Susie and I had just made it through a bumpy three-month renovation of the house, an ordeal my friend Kelly would dismiss out of hand as a “first-world problem”—which it certainly was. Still.
The renovation had been carried out by a motley crew of contractors (they looked just fine when we hired them) who were toe-curlingly slow, always short of money, occasionally stoned (otherwise, what was the excuse?), and frequently just missing in action. We adopted them as family. Because, why not? We adopted virtually everyone who came within our sphere.
As Susie and I sat on the gleaming white-ash floor that Saturday evening, all of our belongings were still in a rented metal pod on the front lawn. Construction dust clung to every crevice. But the ordeal was over. On this particular evening, we had been out to celebrate its completion.
Susie had just turned sixty-eight, but looked, well, really, fifty-two.
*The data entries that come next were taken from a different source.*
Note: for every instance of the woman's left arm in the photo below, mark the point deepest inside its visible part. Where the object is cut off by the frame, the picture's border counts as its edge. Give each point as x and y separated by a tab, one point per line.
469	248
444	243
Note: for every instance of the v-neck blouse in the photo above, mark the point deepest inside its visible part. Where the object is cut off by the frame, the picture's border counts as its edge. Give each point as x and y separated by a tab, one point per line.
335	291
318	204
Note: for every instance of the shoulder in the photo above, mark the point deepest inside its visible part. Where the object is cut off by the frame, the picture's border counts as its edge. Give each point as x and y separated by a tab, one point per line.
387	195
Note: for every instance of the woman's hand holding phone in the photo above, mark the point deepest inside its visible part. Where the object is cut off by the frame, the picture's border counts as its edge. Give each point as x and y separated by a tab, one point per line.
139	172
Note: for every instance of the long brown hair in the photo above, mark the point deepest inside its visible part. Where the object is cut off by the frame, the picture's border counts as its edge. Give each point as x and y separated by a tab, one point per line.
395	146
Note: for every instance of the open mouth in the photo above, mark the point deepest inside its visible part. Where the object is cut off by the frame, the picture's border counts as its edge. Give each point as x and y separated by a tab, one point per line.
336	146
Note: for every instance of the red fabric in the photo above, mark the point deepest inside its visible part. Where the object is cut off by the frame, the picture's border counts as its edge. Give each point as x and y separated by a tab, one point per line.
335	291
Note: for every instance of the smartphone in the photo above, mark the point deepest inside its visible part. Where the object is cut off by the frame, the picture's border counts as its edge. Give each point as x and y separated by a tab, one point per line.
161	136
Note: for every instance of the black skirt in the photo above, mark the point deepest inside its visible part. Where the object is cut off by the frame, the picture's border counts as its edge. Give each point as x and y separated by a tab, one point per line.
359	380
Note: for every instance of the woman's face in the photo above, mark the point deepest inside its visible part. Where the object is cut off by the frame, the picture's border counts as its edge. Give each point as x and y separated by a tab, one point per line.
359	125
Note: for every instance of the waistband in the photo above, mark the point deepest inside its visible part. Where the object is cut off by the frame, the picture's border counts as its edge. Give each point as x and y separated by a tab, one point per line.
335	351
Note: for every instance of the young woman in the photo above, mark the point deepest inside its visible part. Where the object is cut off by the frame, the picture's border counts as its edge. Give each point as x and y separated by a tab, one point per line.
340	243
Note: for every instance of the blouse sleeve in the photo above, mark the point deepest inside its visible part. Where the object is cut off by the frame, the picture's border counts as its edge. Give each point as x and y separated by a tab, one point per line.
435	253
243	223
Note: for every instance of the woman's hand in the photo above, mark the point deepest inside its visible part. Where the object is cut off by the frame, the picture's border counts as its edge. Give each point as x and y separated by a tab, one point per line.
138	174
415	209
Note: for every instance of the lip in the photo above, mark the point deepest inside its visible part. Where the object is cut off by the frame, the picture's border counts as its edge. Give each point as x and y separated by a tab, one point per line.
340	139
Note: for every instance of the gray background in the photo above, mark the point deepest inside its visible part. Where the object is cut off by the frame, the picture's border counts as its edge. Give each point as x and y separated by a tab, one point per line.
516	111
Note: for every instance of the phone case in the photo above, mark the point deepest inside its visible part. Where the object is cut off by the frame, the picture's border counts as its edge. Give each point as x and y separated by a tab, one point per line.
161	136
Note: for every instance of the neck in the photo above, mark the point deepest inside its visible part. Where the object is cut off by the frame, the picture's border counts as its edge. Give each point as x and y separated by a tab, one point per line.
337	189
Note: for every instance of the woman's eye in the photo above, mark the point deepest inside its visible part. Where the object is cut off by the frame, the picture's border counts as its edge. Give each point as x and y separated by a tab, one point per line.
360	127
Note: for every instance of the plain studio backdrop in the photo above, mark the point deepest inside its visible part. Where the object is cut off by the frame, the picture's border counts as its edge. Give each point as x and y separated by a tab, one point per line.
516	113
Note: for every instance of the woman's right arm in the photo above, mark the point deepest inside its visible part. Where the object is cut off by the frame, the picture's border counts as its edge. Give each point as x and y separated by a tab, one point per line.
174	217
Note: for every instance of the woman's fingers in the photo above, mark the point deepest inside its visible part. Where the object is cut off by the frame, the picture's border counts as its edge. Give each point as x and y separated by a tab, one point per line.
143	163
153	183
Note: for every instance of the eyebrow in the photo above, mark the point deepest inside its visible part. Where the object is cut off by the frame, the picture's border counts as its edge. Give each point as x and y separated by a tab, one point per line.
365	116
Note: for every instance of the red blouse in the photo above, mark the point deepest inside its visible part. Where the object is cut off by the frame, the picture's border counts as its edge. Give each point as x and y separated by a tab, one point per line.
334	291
She had a beautiful, round, full, and now deeply lined face, with soft, welcoming, somewhat limpid brown eyes—and short, pert, black hair with not a single strand of gray (a point of pride). Susie was as down-to-earth as anyone you know—straightforward and altogether without pretension. (This excellent quality came from her mother.) I lived up in the air with my thoughts and my writing, my projects and my occasional grand plans and schemes. Susie grounded me.
(“Sue,” I said often, as part of a conversation that occurred repeatedly during the first year of our co-housing arrangement. “Let’s move to a bigger house—one of those awesome brick Georgian houses down on Marion Avenue. We could pick one up for, like, a song.” Susie would inevitably give me a long, knowing glance from behind her Albany Times Union, morning edition. One of the dogs would likely have snuggled into her lap. “Steve, my dear,” she would say, clearly fighting back an eye roll. “How many times have we been through this. The taxes will eat us up. We’re just fine where we are.”)
Sue is a creature of common sense. She’s happiest when digging on her knees in the garden, dirt clinging to her overalls and hair, or wrestling with her attempts to weed out the packed-to-the-rafters garage, a Sisyphean task she’s determined to complete before she dies. She prefers to spend at least half of each day helping the so-called “elderly” (many of whom are much younger than she) all around Albany through her work with a community caregiver organization.
I remember that Saturday night after-the-renovation moment clearly: Susie and I sat together quietly for a while with the dogs. Relieved. Expectant. Catching our breath. Ready to settle back in.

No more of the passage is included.